Caroll and his team have found sound healing’s benefits in all sorts of sounds and styles of music. The Alkemmust Sound Healing team explained that, because the main goal of the therapy is to improve people’s mental, spiritual and physical well being, any sound or style of music can be used for sound healing.
“My life has an entire soundtrack. Music and sound is all around us and can be used in conjunction with other therapies,” said Michelle Shellers, a theremin player for Carroll’s live sound healing experiences. “There are sounds that are embedded that you don’t even hear, and frequencies that you don’t even notice. I love hearing rain, it’s very calming.”
“Most people listen to music or sounds because it’s a good transition practice into the meditative lifestyle. It’s easier because it’s music that any and everybody can listen to,” Carroll said.
“The sounds and the vibrations are easy to absorb. If you’re listening to jazz or pop or rap. Regardless of what genre you prefer, I can teach you how to meditate within that particular genre and the music that you’re already listening to.”
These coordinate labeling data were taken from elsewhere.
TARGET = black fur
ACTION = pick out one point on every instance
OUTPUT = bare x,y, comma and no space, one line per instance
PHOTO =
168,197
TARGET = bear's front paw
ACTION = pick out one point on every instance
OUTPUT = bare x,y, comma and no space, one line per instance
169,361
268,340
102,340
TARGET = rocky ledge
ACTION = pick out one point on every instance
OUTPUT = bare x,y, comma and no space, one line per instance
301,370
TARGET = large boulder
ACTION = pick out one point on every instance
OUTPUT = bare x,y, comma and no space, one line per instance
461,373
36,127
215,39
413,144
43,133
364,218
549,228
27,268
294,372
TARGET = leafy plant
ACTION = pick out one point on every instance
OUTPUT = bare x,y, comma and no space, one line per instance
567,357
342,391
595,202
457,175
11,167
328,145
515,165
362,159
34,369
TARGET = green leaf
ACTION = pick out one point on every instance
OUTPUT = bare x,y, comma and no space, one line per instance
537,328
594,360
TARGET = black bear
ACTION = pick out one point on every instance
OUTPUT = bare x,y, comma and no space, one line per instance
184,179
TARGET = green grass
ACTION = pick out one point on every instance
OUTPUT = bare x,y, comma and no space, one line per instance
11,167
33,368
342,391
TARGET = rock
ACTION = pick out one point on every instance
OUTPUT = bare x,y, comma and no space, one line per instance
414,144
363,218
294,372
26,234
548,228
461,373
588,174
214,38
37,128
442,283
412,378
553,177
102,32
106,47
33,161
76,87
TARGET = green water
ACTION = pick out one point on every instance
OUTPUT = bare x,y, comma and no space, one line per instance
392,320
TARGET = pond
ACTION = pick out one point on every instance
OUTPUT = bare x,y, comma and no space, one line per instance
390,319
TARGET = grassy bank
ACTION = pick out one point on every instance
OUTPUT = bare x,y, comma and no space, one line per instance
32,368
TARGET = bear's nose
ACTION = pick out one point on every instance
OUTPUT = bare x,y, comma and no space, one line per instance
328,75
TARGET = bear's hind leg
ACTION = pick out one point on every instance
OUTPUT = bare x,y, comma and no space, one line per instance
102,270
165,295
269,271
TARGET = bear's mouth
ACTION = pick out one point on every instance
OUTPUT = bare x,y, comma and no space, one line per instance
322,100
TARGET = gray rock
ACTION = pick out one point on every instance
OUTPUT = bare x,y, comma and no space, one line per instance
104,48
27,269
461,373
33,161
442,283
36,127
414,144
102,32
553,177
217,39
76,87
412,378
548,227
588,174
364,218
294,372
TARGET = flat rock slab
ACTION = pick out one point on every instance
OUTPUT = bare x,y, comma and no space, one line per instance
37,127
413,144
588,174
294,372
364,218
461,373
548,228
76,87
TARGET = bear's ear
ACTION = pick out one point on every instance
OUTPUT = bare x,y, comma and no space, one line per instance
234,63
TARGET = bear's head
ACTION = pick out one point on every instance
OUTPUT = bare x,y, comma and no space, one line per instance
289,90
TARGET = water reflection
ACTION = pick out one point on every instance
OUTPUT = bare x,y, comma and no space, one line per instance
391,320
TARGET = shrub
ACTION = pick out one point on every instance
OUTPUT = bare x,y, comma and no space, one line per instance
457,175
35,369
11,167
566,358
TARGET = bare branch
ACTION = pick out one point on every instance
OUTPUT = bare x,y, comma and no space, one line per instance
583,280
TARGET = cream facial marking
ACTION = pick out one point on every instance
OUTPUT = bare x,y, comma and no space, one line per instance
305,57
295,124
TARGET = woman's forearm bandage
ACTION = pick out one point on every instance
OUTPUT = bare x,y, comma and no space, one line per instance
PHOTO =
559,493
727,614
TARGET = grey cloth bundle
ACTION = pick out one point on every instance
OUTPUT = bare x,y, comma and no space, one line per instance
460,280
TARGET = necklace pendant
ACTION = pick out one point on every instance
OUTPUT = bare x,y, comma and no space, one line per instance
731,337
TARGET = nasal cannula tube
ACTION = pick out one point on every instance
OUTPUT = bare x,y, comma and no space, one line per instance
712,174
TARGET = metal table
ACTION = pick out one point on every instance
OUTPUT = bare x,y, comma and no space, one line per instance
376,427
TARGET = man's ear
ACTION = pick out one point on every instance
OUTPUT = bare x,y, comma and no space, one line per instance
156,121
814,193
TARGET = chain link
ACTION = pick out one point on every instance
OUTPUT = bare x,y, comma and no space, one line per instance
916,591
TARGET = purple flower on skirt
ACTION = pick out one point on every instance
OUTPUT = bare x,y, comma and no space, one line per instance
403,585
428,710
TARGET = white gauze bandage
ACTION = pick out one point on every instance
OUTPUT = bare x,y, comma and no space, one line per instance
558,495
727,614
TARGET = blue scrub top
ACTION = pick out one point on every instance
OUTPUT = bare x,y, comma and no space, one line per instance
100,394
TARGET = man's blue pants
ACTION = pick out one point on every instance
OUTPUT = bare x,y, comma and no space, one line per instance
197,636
Sound healing is an artistic therapy often mistaken for a religious practice or thought to be associated with spirituality. Carroll explained that it can be used with other meditative methods, however that isn’t required.
“A lot of people don’t realize that, for our people who are involved in religion already, sound healing happens. If you take organized religion, like the Abrahamic religions, they use music. There’s chanting, songs and instruments and all of those things become sound healing,” Carroll said.
Letrice Gant is very familiar with the benefits of sound healing, as she uses it in her work with the Baltimore Peace Movement.
“We do sacred space rituals. Which consists of us praying in the space, holding space for people who’ve lost their physical lives to violence, connecting with those people and showing love and pouring positive energy and light into the community,” said Letrice Gant, deputy director of the Baltimore Community Mediation Center.
Gant is one of Carroll’s former sound healing students and uses sound healing in her work as a community activist and organizer.
“The sound healing training that we went through was directly related to the Baltimore peace movement. Being intimately involved with the movement made me acutely aware of different healing modalities to help dispel toxic energy in the city,” Gant explained.
“We bought sound healing instruments with the intention to go into spaces where people have either been murdered or harmed in Baltimore city or places where toxic energy has taken hold and to use those sound healing technologies to raise the vibrations in those places.”